Two wins out of four, including Saturday’s impressive 3-1 victory over Bournemouth, have Leicester in third place and it would be no surprise if they stay in or around the top four this season.
After their remarkable title win in 2016, the club lost its way with Claudio Ranieri, Craig Shakespeare and Claude Puel all failing to build upon that success.
But former Liverpool and Celtic boss Brendan Rodgers has had an instant impact at the club and built a team which plays attractive and effective football.
It is a very different team, playing a different style, to the one which provided that astonishing season but there is at least one element that is the same — striker Jamie Vardy.
His opening goal, a long range lob, brought back memories of that campaign and with him on form then the Foxes are surely in the hunt for a Champions League spot.
The worst decision of the season so far was the ruling out of Henry Lansbury’s late potential equaliser for Aston Villa at Crystal Palace on Saturday.
Referee Kevin Friend got it all wrong when he penalised Jack Grealish for ‘simulation’ and added insult to injury with a booking for the midfielder.
Under VAR regulations, the video officials were not allowed to review the ‘goal’ because the referee had blown his whistle before Lansbury fired home.
That is an error in the VAR protocol which is certainly “clear and obvious”.
Two of the three promoted teams, Villa and Norwich City, are already inside the relegation zone, another reminder of just how tough it is to make the move up to Premier League level.

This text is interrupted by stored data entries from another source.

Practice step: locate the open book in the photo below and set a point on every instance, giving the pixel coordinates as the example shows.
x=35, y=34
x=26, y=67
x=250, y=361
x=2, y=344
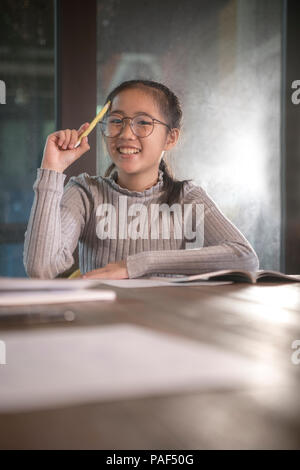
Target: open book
x=235, y=275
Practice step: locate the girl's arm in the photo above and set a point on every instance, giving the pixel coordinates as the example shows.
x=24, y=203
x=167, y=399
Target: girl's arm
x=57, y=220
x=224, y=247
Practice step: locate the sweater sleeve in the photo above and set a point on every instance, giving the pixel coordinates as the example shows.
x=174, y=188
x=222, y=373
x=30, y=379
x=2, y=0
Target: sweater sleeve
x=224, y=247
x=56, y=223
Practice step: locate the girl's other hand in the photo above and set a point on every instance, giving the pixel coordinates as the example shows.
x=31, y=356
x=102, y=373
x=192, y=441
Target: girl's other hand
x=110, y=271
x=59, y=151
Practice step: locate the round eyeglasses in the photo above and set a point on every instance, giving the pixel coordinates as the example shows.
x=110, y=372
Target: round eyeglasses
x=141, y=125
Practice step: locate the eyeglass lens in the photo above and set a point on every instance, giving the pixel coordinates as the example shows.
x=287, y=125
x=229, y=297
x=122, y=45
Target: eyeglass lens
x=141, y=125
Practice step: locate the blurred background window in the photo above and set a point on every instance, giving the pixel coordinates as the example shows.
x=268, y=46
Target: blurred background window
x=27, y=69
x=224, y=60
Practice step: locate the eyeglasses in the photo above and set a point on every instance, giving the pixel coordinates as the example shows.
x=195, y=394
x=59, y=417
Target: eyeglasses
x=141, y=125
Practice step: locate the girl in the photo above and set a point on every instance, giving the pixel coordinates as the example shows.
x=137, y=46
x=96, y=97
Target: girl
x=121, y=221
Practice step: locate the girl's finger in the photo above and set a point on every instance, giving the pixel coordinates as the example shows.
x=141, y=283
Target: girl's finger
x=67, y=138
x=74, y=137
x=83, y=128
x=61, y=138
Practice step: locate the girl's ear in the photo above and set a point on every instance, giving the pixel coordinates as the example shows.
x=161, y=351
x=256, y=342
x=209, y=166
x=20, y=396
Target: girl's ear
x=172, y=138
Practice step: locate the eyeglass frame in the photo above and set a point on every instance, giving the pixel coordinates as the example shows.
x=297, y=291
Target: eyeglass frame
x=154, y=120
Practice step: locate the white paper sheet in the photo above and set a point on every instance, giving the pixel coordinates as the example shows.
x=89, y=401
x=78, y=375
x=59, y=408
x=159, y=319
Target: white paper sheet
x=50, y=368
x=54, y=297
x=133, y=283
x=23, y=283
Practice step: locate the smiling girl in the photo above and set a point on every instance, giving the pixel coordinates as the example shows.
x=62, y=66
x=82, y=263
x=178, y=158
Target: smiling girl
x=117, y=219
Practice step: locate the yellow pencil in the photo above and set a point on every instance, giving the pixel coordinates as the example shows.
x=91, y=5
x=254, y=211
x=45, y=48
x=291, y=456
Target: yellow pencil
x=93, y=123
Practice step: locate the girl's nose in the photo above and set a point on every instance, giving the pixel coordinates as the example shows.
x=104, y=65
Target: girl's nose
x=127, y=131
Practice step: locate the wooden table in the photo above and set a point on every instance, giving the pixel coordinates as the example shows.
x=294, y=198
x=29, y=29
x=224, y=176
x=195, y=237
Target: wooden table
x=260, y=322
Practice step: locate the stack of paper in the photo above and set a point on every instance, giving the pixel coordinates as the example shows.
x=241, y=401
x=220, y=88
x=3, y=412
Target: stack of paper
x=23, y=291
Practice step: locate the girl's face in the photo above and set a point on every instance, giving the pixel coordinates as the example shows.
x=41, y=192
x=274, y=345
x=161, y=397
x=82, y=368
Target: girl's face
x=129, y=103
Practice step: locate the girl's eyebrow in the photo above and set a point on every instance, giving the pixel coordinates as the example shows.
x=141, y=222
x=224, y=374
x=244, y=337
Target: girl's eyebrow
x=122, y=112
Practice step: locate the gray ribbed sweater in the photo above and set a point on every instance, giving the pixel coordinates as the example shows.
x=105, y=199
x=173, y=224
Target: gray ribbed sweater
x=62, y=217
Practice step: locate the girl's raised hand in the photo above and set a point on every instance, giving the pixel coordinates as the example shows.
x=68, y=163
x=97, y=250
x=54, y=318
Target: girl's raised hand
x=59, y=151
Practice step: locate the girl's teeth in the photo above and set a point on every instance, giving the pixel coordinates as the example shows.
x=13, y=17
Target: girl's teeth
x=128, y=151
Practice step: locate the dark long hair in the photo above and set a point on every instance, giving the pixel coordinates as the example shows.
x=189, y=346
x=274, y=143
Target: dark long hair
x=171, y=110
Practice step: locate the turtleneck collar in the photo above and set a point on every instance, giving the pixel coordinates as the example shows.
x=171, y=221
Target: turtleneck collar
x=155, y=189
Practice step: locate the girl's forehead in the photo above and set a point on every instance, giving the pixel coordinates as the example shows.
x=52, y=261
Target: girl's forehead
x=133, y=101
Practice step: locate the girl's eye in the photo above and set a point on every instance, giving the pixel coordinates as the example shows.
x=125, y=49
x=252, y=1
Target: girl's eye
x=115, y=121
x=144, y=123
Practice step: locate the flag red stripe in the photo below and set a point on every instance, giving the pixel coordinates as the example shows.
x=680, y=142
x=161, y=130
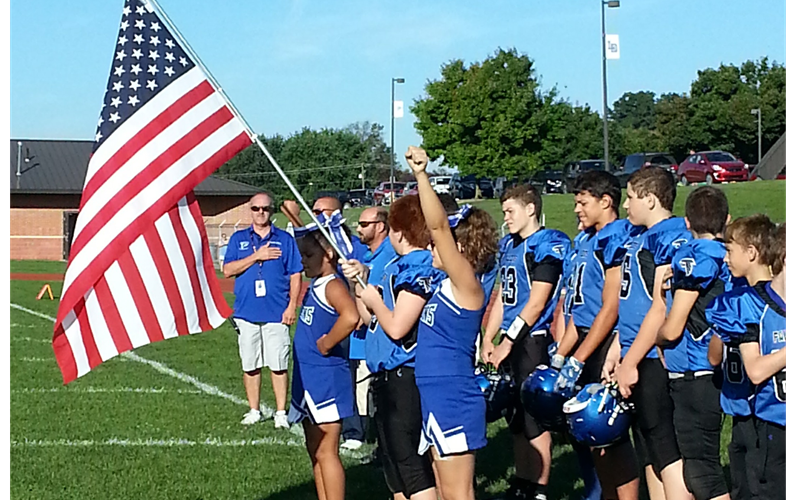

Sheffield United were the least fancied of the new arrivals but their five points, including the 2-2 comeback draw at Chelsea, showed that while Villa spent the money and Norwich have charmed the purists, it is the Yorkshire side, well led by Chris Wilder, who have found the more effective approach so far.
SERIE A SWEEPING UP UNITED ‘REJECTS’
Italian clubs seem to be the favoured destination for those players no longer wanted by Manchester United, with strikers Romelu Lukaku and Alexis Sanchez both heading for Inter Milan.
Joining the United exodus on Monday, Matteo Darmian returned to his homeland by joining Parma.